Shmuel Yosef Agnon, also known as Shai Agnon, or for his pen name S.Y. Agnon is a famous Nobel prize winning writer who blended his truth with fictional stories and adapted Israeli history into an enigmatic reality, capturing the hearts of those who stepped into his world during his established writing career.
Born in the Ukraine in 1888, Agnon landed in Jaffa in 1908, spent about 10 years in Germany, and then returned to Israel. His journey and his writing depict many of the stories from those times in a most unique way.
Rabbis Jeffrey Saks may know that best, as he recently completed a five-year project translating Agnon’s works from Hebrew to English. Saks immersed himself into the mind of Agnon and spent a majority of his time translating in Agnon’s house in Talpiot, Jerusalem, which also serves as a popular museum today.
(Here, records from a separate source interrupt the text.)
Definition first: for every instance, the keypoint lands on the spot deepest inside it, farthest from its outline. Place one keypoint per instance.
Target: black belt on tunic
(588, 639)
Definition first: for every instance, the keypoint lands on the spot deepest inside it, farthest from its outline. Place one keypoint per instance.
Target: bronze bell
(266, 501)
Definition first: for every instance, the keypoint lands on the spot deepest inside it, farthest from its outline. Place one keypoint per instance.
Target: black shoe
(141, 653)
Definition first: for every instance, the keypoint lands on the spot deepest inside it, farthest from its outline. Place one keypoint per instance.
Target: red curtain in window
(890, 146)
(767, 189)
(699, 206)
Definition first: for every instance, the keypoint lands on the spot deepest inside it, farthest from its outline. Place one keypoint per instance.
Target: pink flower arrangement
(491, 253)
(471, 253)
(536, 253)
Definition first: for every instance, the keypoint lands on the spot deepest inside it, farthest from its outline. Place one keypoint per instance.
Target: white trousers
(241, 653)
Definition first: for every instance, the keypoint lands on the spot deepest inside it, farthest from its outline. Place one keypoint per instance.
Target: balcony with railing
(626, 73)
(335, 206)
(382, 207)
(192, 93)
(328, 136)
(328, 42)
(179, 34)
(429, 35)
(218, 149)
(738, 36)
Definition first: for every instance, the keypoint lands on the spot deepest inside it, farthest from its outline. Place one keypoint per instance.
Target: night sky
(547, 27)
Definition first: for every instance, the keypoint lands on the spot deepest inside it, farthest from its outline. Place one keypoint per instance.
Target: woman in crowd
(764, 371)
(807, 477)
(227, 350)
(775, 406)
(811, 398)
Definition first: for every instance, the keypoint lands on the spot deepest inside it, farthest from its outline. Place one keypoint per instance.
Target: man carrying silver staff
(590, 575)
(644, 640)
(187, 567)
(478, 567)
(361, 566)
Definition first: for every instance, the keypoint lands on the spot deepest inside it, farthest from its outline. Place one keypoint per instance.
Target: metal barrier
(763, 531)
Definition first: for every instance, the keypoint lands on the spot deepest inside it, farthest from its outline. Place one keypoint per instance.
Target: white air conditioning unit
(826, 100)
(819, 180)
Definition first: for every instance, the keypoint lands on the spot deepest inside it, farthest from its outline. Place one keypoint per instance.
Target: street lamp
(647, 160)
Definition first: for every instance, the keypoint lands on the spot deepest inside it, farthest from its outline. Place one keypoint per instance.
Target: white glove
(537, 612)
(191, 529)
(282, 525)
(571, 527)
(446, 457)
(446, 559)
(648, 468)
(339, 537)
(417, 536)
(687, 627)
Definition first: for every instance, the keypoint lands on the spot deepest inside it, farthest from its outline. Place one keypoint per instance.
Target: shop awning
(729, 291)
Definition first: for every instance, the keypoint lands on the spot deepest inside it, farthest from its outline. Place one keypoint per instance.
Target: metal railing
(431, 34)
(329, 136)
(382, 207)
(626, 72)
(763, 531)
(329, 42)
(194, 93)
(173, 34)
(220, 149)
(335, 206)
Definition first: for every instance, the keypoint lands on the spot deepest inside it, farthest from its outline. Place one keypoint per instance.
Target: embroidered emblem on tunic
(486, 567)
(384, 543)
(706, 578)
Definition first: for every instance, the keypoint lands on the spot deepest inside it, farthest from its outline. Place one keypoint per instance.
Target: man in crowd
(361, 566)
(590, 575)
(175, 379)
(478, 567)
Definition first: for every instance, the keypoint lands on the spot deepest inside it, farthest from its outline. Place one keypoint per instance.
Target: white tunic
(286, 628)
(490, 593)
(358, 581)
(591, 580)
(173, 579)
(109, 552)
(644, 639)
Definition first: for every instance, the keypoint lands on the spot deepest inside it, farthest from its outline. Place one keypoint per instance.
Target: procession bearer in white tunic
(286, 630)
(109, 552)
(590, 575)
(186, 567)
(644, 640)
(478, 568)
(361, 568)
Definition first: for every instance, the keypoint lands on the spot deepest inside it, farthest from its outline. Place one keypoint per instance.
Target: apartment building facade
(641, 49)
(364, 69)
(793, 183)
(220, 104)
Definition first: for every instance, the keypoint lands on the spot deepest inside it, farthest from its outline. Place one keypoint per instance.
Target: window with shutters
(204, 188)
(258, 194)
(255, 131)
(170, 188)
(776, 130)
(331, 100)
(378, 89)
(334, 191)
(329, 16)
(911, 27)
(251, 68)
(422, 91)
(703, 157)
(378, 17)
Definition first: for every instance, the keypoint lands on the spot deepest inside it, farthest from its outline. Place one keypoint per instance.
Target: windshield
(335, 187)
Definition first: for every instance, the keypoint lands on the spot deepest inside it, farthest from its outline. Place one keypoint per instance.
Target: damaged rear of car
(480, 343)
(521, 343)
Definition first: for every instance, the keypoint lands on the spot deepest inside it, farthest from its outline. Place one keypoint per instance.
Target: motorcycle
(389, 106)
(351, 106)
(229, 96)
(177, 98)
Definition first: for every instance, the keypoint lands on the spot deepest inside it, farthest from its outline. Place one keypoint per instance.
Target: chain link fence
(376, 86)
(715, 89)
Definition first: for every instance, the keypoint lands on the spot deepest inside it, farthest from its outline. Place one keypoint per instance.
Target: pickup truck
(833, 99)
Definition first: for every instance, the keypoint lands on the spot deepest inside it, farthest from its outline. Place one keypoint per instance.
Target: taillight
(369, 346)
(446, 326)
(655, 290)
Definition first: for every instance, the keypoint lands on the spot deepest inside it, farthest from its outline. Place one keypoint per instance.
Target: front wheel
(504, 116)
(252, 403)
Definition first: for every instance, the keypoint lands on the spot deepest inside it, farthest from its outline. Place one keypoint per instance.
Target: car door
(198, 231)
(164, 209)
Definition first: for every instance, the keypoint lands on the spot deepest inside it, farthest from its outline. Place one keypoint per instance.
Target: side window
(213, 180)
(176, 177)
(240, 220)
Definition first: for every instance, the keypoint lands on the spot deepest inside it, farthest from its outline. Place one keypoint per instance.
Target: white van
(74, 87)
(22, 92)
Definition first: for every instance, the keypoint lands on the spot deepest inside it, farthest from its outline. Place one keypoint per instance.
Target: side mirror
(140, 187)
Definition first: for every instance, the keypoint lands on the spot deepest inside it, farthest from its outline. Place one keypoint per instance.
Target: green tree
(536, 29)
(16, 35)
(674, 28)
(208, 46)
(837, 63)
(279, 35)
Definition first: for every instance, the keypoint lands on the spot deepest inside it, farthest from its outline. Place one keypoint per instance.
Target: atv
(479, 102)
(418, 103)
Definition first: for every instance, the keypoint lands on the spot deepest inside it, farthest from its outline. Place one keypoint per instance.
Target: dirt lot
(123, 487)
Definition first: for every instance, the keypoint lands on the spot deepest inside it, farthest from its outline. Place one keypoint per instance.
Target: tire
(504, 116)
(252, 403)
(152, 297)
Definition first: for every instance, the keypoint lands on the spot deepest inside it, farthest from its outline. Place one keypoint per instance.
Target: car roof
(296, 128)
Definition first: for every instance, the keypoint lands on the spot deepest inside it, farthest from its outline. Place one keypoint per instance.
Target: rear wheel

Agnon’s writing is perceived as profound, though many may not fully understand what he is saying, as he is known as creating a highly intellectual language which includes multitudes of religious knowledge, and many secular readers may not follow. His works are said to be a good blend between bringing the modern meaning into an ancient world.
He is the only Hebrew writer to win the Nobel prize in Literature, only four years before he died in 1970. Toby Press is the publishing house who released the English project, and just completed his fifteenth book called The Outcast.